Photo by Nancy A. Ruhling
Whether it’s art or acupuncture, Kenny brings it his healing feeling.

“I was not ready to become a full-time painter,” he says. “I wanted to do other things, too, so I turned to music.”

He recorded two albums — Tin Angel in 2001 and Strong Love in 2008 — and formed Red Road, the band he still plays with.

“I haven’t made a living, per se, with any of my talents,” he says. “I have sold paintings, some for as much as $7,000, but not consistently. I’ve always tried to honor the gifts I’ve been given, and in doing so, I haven’t built a life of material possessions.”

In his quest to put his talents to their best use, Kenny opened himself up to new fields of expression. He searched for something, he didn’t know what, that would change his life.

“I knew I always was going to be creating art,” he says. “And I also wanted to do something that would be of service, something that would fascinate and challenge me and provide a decent living to any age I wanted to take it to. I started a soul search for my calling. I meditated, I spoke with friends, I researched careers and went back to my childhood to find things I was innocently drawn to. And I prayed deeply. And one day — after six years — the light came on: acupuncture.”

After three years of study at the Swedish Institute‘s College of Health Sciences, he earned a B.P.S./M.S. in acupuncture under the 88th-generation Jade Purity Foundation’s renowned Daoist teacher/priest Jeffrey C. Yuen and this year set up his private practice, Ancient Form Acupuncture, in Manhattan.

He points to the framed certificate on the wall and the two hand-painted characters framed right next to it.

“The characters represent distance and king, and when Dr.
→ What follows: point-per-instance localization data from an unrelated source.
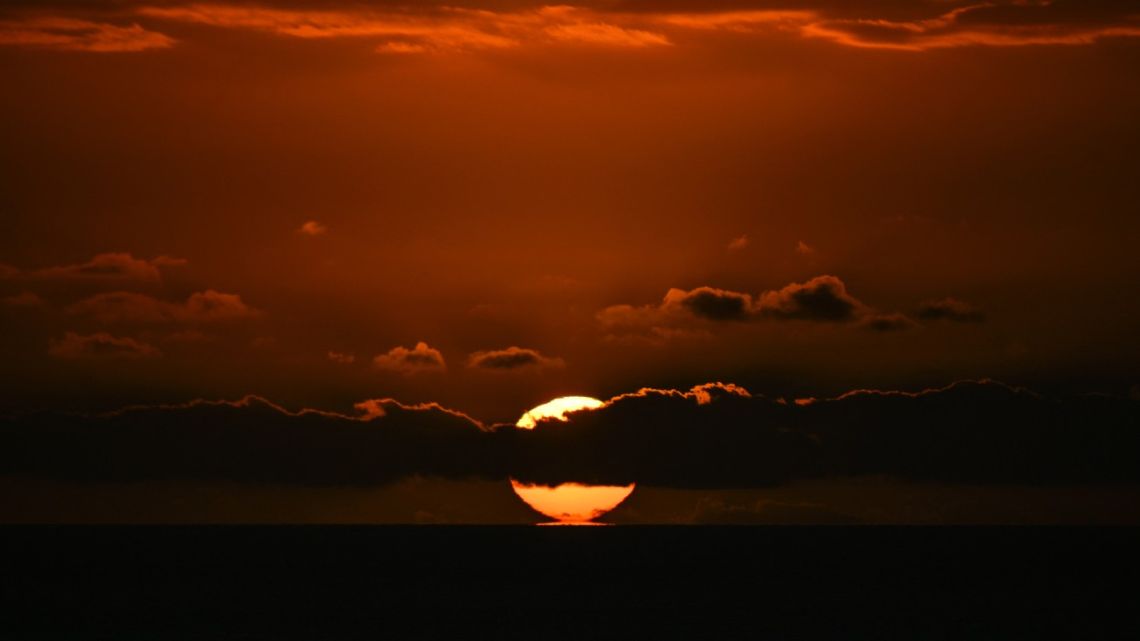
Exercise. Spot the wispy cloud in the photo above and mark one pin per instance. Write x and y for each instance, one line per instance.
(72, 34)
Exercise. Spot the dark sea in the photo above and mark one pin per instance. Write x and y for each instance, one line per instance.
(456, 582)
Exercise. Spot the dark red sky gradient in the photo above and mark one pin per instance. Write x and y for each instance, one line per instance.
(490, 204)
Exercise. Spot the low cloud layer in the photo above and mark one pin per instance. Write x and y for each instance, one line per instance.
(711, 436)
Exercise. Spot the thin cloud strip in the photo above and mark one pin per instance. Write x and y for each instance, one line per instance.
(64, 33)
(418, 30)
(112, 266)
(990, 24)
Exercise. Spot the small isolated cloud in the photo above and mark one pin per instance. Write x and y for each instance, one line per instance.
(950, 309)
(23, 299)
(114, 266)
(512, 358)
(312, 228)
(341, 357)
(418, 359)
(72, 34)
(100, 345)
(129, 307)
(888, 323)
(711, 303)
(823, 298)
(188, 337)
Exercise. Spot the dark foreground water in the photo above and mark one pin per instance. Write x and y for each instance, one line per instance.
(568, 583)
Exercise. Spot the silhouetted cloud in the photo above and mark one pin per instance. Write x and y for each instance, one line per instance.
(512, 358)
(888, 323)
(418, 359)
(102, 267)
(100, 345)
(950, 309)
(823, 299)
(67, 33)
(711, 436)
(130, 307)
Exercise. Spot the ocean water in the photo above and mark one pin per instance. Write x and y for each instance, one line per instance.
(644, 582)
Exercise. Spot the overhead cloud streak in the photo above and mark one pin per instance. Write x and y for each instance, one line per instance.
(129, 307)
(437, 27)
(115, 266)
(100, 345)
(822, 299)
(73, 34)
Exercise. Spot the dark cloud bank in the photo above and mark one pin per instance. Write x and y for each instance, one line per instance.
(713, 436)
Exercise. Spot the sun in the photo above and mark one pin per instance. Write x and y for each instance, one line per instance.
(569, 502)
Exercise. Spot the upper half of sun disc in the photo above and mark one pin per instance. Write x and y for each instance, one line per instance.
(556, 408)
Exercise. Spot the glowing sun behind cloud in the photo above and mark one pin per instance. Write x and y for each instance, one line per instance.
(569, 502)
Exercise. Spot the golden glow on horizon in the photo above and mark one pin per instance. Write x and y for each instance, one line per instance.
(572, 502)
(569, 502)
(556, 408)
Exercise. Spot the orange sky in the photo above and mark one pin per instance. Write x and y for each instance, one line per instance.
(490, 204)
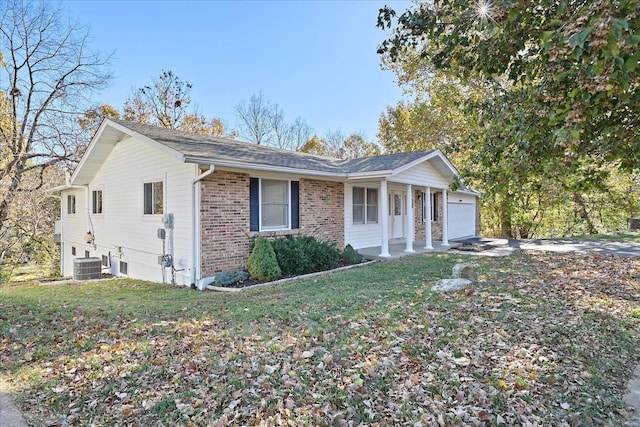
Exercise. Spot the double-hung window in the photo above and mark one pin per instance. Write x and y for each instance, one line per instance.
(71, 204)
(365, 205)
(153, 198)
(96, 201)
(433, 215)
(273, 204)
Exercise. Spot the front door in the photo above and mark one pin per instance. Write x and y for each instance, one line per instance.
(396, 215)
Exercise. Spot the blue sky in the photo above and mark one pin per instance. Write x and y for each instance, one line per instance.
(316, 59)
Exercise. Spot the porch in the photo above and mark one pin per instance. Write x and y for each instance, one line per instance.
(398, 249)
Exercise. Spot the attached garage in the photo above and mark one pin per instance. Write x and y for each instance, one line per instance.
(461, 216)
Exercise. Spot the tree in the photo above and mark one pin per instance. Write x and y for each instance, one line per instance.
(255, 119)
(356, 147)
(264, 122)
(569, 69)
(334, 144)
(48, 72)
(164, 103)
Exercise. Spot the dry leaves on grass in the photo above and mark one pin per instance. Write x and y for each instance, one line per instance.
(547, 340)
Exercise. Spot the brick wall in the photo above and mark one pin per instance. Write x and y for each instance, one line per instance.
(419, 226)
(322, 210)
(224, 222)
(224, 218)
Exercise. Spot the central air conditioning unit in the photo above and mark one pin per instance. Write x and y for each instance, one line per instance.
(87, 268)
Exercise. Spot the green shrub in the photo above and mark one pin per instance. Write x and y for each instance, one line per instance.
(262, 263)
(290, 255)
(227, 278)
(304, 254)
(350, 255)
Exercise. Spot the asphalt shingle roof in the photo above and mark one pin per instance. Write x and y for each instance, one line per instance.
(213, 148)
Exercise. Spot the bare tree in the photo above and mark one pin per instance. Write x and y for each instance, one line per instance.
(162, 103)
(255, 119)
(300, 133)
(264, 122)
(47, 75)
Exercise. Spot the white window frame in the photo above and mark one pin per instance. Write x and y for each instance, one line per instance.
(93, 201)
(366, 205)
(274, 228)
(71, 202)
(153, 193)
(432, 213)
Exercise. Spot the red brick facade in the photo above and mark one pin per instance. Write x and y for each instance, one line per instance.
(224, 222)
(225, 238)
(322, 210)
(419, 225)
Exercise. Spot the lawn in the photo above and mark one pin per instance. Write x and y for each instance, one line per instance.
(546, 339)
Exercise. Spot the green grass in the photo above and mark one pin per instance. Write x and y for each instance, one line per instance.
(371, 344)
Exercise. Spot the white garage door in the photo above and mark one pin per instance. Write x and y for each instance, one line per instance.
(462, 220)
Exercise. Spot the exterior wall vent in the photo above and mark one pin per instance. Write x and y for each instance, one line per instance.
(86, 268)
Yuen gave them to me, he told me that I was someone who is a king of my own destiny. He said, ‘You don’t stop, whatever the distance, you see your way through to seeing your destiny.'”

When Kenny does acupuncture, the healing is finished before the first needle even breaks the skin. “I’m watching people’s lives transformed,” he says. “It’s not my doing, I’m only a vessel, but it’s an honor.”


Photo by Nancy A. Ruhling
For Kenny, the journey is just beginning.

Acupuncture has served to heighten Kenny’s other talents. In any given week, he paints, writes, plays music and tends to his patients. He does yoga, meditates and lifts weights. It’s all part of his brain/body balancing act. Recently, he dipped his brush into watercolors; he loves their spontaneity. And he’s been making his own kiefer.

“A lot of times in my life I have felt lost,” he says. “But my nature has never been lost. My nature has carried me like a boat. My nature is my essence, my heart as opposed to my mind.”

With his hands — the ones that play music, make art and heal — Kenny lovingly slides Solomon back into its case and arranges his needles in his brown leather doctor’s bag. He has a session with a patient this afternoon.

“Let me give you a hug,” he says in parting.